Animal Feats Inspire Imitation
Imagine carrying 850 times your own weight. Step aside, Hercules, and meet the Hercules beetle: the strongest creature in the world. Science Daily said that researchers in Belgium are not just impressed with its show of strength. They are finding inspiration for “intelligent materials.”
The Hercules beetle has a shell that is able to change colors when the humidity changes. The normally green shell turns black as water enters microscopic pores that interfere with light. Scientists are not sure why the beetle has this feature, but they want to imitate it. “The sort of structural behaviour displayed by the Hercules Beetle could be an important property for ‘intelligent materials’,” one researcher said. These materials could work as passive humidity detectors without the need for electronics – useful, for instance, in food processing plants to monitor moisture conditions.
Switch your attention from feats to feet. In a story on Science Daily last month, MIT wizards have learned from mighty lizards. They have produced a dissolving bandage, inspired by gecko feet. “Drawing on some of the principles that make gecko paws unique, the surface of the bandage has the same kind of nanoscale hills and valleys that allow the lizards to cling to walls and ceilings” the article explains. “Layered over this landscape is a thin coating of glue that helps the bandage stick in wet environments, such as to heart, bladder or lung tissue”
Finding materials that can stick in a wet environment would be very useful for surgeons working on blood vessels, heart tissue, ulcers and intestines. The MIT inventors took inspiration from tissues of other creatures besides the gecko. They invented a kind of bio-rubber that is flexible, adhesive to wet surfaces, and biocompatible (non-inflammatory). Because the bandage is also biodegradable, the doctor can put it on, and let it dissolve away when its work is done.

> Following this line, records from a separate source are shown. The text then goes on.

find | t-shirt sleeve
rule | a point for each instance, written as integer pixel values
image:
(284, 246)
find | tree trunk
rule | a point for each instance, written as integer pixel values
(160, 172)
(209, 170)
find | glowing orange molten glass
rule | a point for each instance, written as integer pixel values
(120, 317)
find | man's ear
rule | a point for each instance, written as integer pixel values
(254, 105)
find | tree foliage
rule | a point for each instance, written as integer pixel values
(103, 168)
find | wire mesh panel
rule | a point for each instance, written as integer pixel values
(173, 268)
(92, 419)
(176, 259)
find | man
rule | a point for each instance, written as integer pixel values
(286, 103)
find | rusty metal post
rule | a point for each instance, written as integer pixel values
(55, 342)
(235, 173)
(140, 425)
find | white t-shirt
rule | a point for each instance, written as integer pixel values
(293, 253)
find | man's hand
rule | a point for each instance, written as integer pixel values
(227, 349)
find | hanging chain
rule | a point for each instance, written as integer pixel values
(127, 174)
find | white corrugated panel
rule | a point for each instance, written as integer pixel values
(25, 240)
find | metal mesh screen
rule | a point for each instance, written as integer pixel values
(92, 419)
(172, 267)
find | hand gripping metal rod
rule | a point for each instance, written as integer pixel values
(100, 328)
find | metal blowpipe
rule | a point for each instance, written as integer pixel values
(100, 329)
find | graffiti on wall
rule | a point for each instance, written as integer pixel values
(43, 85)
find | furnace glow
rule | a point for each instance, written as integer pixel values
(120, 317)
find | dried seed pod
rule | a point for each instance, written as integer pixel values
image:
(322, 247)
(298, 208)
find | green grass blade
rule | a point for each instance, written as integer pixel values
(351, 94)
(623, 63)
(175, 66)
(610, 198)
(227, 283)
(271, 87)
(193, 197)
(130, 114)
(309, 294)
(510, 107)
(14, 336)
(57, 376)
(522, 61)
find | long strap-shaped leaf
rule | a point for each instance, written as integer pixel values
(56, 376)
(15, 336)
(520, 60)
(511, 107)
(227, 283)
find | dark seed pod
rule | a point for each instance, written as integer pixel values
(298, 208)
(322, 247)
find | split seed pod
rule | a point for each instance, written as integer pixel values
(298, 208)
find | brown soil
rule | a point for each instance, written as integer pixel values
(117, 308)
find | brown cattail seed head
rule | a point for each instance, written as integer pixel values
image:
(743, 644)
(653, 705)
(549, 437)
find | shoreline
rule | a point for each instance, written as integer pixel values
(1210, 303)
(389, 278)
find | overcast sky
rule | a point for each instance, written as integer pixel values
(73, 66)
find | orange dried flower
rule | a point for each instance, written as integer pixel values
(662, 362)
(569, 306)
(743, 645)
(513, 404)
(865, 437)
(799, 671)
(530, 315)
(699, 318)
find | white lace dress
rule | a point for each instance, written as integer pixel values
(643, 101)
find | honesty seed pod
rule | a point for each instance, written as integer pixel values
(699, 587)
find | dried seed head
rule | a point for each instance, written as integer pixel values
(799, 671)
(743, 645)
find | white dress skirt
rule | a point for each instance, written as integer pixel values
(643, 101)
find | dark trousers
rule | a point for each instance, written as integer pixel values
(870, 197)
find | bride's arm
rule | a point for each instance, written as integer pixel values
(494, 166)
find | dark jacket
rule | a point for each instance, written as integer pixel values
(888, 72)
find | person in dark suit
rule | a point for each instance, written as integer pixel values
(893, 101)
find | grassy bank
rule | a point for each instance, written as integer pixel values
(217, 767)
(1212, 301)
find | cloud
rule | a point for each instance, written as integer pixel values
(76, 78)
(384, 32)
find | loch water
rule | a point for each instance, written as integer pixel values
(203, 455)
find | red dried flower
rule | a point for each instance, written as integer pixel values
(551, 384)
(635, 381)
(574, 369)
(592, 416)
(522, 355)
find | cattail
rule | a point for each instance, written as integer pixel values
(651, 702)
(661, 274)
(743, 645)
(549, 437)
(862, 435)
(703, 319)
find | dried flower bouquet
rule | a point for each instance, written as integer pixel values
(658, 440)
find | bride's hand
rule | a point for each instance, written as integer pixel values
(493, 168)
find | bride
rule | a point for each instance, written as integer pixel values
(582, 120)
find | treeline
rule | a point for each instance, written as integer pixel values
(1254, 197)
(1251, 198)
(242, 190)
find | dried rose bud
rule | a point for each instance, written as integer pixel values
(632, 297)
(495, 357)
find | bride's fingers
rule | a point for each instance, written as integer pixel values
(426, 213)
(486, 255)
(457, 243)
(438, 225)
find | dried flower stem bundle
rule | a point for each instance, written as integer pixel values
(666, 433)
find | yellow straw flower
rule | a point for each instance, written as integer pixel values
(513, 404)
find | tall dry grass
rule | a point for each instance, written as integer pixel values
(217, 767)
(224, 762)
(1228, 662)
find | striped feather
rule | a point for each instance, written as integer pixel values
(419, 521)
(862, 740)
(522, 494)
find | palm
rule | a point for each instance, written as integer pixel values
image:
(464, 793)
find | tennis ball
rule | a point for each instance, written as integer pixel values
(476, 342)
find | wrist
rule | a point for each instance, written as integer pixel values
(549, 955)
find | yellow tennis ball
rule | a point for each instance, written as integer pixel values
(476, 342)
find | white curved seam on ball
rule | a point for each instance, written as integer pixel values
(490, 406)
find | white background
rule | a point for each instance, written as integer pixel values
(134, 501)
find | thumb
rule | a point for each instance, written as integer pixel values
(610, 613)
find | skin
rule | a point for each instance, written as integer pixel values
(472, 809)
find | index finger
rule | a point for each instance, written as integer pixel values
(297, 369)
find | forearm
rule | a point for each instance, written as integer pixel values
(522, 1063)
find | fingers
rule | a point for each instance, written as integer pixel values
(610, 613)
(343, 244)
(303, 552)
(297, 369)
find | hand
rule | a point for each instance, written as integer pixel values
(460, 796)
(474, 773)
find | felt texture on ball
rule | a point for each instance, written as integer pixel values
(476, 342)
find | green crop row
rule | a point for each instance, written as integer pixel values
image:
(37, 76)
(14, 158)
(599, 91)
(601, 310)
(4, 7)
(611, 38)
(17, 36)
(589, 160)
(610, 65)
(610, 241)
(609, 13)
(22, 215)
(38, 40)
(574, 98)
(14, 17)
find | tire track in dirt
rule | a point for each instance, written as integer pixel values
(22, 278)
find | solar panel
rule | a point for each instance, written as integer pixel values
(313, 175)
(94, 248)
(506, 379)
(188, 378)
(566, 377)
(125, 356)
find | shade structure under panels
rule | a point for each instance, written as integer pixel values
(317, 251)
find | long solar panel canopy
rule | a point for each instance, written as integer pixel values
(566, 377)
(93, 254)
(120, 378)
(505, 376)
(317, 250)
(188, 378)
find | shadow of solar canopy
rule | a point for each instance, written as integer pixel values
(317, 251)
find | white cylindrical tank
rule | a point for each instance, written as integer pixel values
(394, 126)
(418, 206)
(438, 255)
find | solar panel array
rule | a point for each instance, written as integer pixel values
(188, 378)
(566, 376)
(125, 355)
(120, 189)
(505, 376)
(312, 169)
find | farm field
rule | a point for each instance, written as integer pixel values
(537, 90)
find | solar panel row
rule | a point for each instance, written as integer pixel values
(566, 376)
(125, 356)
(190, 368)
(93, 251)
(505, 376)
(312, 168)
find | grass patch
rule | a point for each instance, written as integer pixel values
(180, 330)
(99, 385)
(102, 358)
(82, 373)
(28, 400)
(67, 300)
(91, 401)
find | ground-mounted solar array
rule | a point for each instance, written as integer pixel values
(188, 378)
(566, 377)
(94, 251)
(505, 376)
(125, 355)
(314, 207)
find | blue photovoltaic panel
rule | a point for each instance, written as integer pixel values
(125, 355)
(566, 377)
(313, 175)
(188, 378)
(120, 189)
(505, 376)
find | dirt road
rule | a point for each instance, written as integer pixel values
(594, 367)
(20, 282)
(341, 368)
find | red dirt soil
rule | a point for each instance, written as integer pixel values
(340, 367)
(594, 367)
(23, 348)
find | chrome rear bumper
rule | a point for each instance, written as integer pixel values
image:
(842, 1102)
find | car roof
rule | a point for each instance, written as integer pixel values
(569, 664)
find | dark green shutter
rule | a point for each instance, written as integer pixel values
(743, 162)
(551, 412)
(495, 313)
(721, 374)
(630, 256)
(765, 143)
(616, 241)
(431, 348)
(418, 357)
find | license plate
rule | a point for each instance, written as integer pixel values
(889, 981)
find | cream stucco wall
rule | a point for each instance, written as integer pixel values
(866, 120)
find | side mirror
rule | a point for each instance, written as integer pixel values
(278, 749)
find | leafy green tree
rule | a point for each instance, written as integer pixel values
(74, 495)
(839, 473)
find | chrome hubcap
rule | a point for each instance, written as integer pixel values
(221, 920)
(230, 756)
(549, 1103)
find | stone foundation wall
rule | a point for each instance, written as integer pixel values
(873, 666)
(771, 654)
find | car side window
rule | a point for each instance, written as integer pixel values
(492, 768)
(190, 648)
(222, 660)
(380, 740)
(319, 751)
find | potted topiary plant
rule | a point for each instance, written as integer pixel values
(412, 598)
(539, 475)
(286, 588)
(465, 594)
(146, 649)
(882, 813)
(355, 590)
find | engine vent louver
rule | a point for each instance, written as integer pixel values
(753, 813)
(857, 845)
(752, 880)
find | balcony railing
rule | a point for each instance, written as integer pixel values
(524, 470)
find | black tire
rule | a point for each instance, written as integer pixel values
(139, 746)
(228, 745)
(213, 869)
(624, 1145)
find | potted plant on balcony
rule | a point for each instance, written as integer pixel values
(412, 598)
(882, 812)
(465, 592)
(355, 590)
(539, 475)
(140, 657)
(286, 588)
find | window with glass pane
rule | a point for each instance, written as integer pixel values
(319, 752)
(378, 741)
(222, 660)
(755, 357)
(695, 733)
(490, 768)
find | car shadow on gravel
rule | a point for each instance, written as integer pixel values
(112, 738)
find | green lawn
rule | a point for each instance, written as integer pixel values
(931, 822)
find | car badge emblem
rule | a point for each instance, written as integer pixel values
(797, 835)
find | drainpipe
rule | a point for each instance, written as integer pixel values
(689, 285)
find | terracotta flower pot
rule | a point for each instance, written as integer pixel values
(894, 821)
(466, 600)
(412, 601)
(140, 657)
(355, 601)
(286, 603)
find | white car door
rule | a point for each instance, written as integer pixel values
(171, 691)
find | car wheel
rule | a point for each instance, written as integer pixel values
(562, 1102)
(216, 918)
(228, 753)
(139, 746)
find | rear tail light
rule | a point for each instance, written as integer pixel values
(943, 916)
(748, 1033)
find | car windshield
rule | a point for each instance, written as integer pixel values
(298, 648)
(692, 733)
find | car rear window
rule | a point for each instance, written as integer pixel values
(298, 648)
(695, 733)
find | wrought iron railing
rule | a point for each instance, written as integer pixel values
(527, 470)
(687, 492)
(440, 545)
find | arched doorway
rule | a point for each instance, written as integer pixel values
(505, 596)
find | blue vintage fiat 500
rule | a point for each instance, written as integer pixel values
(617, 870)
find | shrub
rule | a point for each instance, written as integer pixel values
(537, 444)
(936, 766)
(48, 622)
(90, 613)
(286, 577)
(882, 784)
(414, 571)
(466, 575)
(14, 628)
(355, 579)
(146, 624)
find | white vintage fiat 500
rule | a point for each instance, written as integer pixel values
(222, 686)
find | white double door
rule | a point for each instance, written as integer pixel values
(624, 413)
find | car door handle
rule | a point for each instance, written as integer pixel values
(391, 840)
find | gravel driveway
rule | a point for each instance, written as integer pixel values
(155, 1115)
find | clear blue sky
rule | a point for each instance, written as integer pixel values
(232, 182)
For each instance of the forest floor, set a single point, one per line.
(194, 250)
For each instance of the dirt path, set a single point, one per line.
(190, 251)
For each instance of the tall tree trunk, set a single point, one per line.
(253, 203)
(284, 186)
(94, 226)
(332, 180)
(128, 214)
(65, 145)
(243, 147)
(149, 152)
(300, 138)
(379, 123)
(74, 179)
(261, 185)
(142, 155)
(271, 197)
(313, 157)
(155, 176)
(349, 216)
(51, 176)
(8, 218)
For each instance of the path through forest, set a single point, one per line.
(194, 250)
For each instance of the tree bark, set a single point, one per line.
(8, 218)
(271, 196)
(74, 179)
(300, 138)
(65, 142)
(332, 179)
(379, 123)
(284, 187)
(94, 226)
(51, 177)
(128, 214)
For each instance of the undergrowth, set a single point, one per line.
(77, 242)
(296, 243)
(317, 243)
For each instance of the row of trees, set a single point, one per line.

The bandage’s work is done, of course, because of a highly sophisticated repair mechanism in the body that can re-grow damaged tissue if the rupture is sealed for a period of time.
This is the way science should be done. No metaphysical incursions, no ethical excursions – not even storytelling diversions or anticreationist aspersions. Just look at nature to understand it, with the goal of helping mankind.